Nis Randers

(Otto Ernst Schmidt - 1862-1926)

Krachen und Heulen und berstende Nacht,
Dunkel und Flammen in rasender Jagd -
Ein Schrei durch die Brandung!
Und brennt der Himmel, so sieht man's gut:

Ein Wrack auf der Sandbank! Noch wiegt es die Flut!
Gleich holt sich's der Abgrund.

Nis Randers lugt - und ohne Hast
Spricht er: "Da hängt noch ein Mann im Mast!
Wir müssen ihn holen."

Da faßt ihn die Mutter: "Du steigst mir nicht ein!
Dich will ich behalten, du bliebst mir allein,
I will's, deine Mutter!

Dein Vater ging unter und Momme, mein Sohn;
Drei Jahre verschollen ist Uwe schon,
Mein Uwe, mein Uwe!"

Nis tritt auf die Brücke.

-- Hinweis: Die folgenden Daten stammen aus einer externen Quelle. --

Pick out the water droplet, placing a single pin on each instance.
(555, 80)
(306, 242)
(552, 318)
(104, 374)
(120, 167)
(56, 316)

Die Mutter ihm nach!
Er weist nach dem Wrack und spricht gemach:
"Und seine Mutter?"

Nun springt er ins Boot und mit Ihm noch sechs:
Hohes, hartes Friesengewächs!
Schon sausen die Ruder.

Boot oben, Boot unten, ein Höllentanz!
Nun muß es zerschmettern! - Nein: es blieb ganz! -
Wie lange? Wie lange?

Mit feurigen Geißeln peitscht das Meer
Die menschenfressenden Rosse daher;
Sie schnauben und schäumen.

Wie hechelnde Hast sie zusammenzwingt!
Eins auf den Rücken des anderen springt
Mit stampfenden Hufen!

Drei Wetter zusammen! Nun brennt die Welt!
Was da? - Ein Boot, das landwärts hält...
Sie sind es! Sie kommen! -

Und Auge und Ohr ins Dunkel gespannt...
Still - ruft da nicht einer? - Er schreit's durch die Hand!
"Sagt Mutter,'s ist Uwe!"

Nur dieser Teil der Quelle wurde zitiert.